最初は宮崎明が女を困らせているのかと思ったが、次第にその声がどこかで聞いたことのあるものだと気づいた。

それが真希の声だと確信した瞬間、思わずドアを開けてしまった。


そこで見たのは、ベルトで真希を縛ろうとする宮崎明と、泣き叫ぶ真希の姿だった。


考える間もなく、拓海は本能的に拳を振り上げ、宮崎明を殴った。


「離婚したとはいえ、彼女はかつて君のいとこだったんだぞ!」


拓海と宮崎明は従兄弟同士だ。


宮崎明の父親は拓海の父親の弟。しかし宮崎明は早くに生まれ、海外で暮らし、母親の姓を名乗っている。そのため真希は、拓海にこんな従兄がいるとは知らなかった。


「彼女に近づくな。」

拓海の声は氷のように冷たい。


そう言って真希の方へ歩み寄る。


彼が近づくと、真希は警戒したように拓海を見上げ、誰なのかを確かめようとした。

しかし次の瞬間、顔が真っ青になった。


そのまま床に尻もちをつき、怯えて後ずさる。


「やめて、来ないで、お願い、殴らないで!」


宮崎明は目を細め、硬直した拓海に視線を向けた。


「彼女は君を怖がっている。」


宮崎明は淡々と言った。


この従弟の評判は海外まで届いていた。

仏道に帰依し、高貴で優雅だと聞いていたが、どうやら真希に対しては多くの酷いことをしたらしい。

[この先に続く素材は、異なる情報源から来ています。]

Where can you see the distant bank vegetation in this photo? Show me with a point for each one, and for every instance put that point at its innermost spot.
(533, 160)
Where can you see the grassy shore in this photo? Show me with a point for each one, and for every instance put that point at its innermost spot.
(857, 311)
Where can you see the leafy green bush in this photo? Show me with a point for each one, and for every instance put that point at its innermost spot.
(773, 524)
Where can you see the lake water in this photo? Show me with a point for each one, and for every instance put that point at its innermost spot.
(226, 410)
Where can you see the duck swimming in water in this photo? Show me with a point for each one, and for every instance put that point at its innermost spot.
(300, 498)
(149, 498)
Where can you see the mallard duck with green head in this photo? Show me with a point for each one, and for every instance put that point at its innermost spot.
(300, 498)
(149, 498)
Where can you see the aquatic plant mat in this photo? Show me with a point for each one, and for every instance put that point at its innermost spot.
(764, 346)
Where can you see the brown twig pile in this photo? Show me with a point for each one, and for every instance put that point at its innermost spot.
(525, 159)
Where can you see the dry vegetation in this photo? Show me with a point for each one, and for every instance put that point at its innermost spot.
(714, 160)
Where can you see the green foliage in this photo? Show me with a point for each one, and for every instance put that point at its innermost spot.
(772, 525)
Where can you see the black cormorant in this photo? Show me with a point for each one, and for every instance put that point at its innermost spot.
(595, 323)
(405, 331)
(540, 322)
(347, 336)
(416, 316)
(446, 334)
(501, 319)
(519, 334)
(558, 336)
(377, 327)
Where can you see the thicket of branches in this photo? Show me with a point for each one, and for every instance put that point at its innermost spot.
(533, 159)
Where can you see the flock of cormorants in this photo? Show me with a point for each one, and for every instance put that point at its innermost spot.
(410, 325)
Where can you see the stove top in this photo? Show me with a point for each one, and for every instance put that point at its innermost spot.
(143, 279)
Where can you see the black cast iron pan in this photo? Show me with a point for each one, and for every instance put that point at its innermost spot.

今の真希は催眠状態にあり、全ての反応は身体と無意識からくる、本当のものだ。


拓海はその場で立ち尽くし、優美な顔立ちが冷たい仮面のように固まっていた。宮崎明に鋭い視線を投げる。


「彼女に何をした?」


宮崎明は肩をすくめ、指を鳴らす。すると、真希の意識は一気にクリアになった。


自分が床に座り、涙で顔が濡れていることに気がつき、戸惑いが広がる。


「真希。」


頭上から聞き慣れた声がした。


顔を上げると、そこには見覚えのある顔があった。思わず後ずさる。


本能がまだ消えず、身体が勝手に反応してしまう。


その警戒と恐怖の色が、拓海の心を刺す。


自分が彼女に何をしたのか思い出せない。ただ、好きにはなれなかったし、冷たくしていた。それだけのはずなのに、なぜこれほどまで拒否されるのか。